In those discussions, I always argued against Pablo, who I found too syrupy with his excessively lyrical orchestrations. His introductions almost always possess that transcendentalist desire, as if looking for the effect of “Mexican violins” to touch the public’s heart, like the songs by Alvaro Torres.
Of course I understood Pablo’s brilliant idea, but a discussion with friends is just that and one grabs onto whatever argument they can, exaggerating about things just to win the argument. Otherwise, almost anybody liked to sit down to listen to that Pablo of the “feeling” style – a true artist, distilling Cubania in each note.
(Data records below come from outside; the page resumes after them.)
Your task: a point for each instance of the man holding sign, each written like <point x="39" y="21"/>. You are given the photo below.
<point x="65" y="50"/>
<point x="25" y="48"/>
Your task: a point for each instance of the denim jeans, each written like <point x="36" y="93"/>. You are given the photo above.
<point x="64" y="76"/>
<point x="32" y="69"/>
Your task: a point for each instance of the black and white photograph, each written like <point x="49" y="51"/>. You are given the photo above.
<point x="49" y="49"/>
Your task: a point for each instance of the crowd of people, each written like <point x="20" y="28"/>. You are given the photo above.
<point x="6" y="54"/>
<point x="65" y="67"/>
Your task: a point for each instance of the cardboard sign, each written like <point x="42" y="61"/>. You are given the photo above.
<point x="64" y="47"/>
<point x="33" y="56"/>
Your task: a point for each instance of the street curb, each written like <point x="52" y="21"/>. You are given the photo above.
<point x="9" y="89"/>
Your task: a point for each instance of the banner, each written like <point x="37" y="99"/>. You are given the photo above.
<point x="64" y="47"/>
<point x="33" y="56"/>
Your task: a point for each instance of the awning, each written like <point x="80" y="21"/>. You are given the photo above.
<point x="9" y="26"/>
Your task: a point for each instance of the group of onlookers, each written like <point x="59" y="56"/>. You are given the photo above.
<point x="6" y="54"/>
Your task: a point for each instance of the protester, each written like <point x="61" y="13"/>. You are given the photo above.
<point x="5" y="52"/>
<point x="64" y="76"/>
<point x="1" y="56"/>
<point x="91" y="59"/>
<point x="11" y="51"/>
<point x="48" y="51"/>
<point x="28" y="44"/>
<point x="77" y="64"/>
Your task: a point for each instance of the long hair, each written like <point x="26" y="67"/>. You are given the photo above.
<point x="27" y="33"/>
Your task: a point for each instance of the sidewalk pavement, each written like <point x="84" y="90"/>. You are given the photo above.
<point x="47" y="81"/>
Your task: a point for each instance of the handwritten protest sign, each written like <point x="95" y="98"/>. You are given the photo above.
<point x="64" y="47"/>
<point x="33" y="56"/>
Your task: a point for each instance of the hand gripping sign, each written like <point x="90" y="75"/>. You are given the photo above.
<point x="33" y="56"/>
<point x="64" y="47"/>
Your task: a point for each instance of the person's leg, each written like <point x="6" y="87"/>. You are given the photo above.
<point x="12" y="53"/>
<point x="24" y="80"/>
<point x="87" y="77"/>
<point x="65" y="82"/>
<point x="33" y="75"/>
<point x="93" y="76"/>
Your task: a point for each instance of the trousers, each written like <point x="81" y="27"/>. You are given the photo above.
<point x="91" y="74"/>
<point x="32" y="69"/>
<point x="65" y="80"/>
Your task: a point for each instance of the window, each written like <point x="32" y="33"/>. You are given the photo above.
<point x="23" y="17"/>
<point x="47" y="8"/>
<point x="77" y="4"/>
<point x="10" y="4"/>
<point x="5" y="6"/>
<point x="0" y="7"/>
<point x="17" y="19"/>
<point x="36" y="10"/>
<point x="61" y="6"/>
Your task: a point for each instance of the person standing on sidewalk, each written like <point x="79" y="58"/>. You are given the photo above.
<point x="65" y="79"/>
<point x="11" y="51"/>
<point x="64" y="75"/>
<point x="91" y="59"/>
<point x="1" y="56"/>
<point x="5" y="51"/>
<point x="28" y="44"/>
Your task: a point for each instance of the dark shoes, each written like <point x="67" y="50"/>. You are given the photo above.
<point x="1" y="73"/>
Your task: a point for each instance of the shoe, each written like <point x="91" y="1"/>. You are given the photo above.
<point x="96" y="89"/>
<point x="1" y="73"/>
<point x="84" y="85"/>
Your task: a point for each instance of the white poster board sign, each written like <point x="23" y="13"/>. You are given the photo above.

And what could one say when he came out with the song “Pecado original” (the Original Sin), where perhaps for the first time in a Cuban song the issue of homosexuality was raised so explicitly, but especially erotically:
“They can rip open their core in the sweetest of intimacy, with love. Like this, forever, desperately sinking my flesh into your haunches, with love also. We are not God. Let’s not make a mistake again.”
The traps of the new technologies have made these two great men of Cuban culture confront each other today. It is a confrontation that has been underground, with each artist for many years refusing to perform together in public.
I admit that I didn’t like the way Pablo responded to Edmundo Garcia. So much violence wasn’t necessary to establish that interviewer’s lack of rigor. I think it was a misstep, and it somewhat demeans his image as a singer-songwriter.
But to now say that with this Pablito has renounced his songs (as did someone who wrote in a comment in the blog of the Observatorio Crítico), observatoriocriticodesdecuba.wordpress.com that’s a hell of a stretch. In fact it’s an interpretation without foundation. Personally I feel that Pablo is as or more revolutionary than ever. People change, and so do their circumstances, but rarely their essence.
What would truly be counter-revolutionary would be to stand still impassively in the face of the rich and conflicting panorama that Cuban society is experiencing today. It’s always valuable to try to move, to stretch, even when those movements are imprecise, vague or they seemingly contradict what one was.
Perhaps what’s most contradictory is the reality in which we live. Let’s hope more Cuban artists and intellectuals bring themselves to express their varied opinions about what’s happening here. Through this we could then all see how substantial a collectively constructed vision could be.
On the other hand, I feel that Silvio shouldn’t be so extremist and severe in his opinions. Passion generally blinds sensitive souls like those of these two men. It doesn’t seem that they’re doing much justice to each other, or to themselves.
I am someone in love with the poetry of Silvio and his songs, almost above any other Cuban musician. I also find a good part of Pablo’s works precious. Each has their temperament and their urgencies. It’s necessary to respect that.
Who knows, perhaps we are in the presence of a resurgence of trova, of its conflictual and truly revolutionary nature. Of course there will always be those who throw a party when contradictions between revolutionaries come to light.
This situation makes me feel bad, but I hope such contradictions help us to understand the complexity of this world as well as the need (and responsibility) to define one’s own opinion, not the ones imposed by authoritarians here or abroad.
I don’t expect to hear about regrets or apologies from either Pablo or Silvio, but I am in fact looking for refinement in their poetry, which is always a unifying substance. Meanwhile, they’ll remain together in a corner of my room, forming that still dreamt of revolution.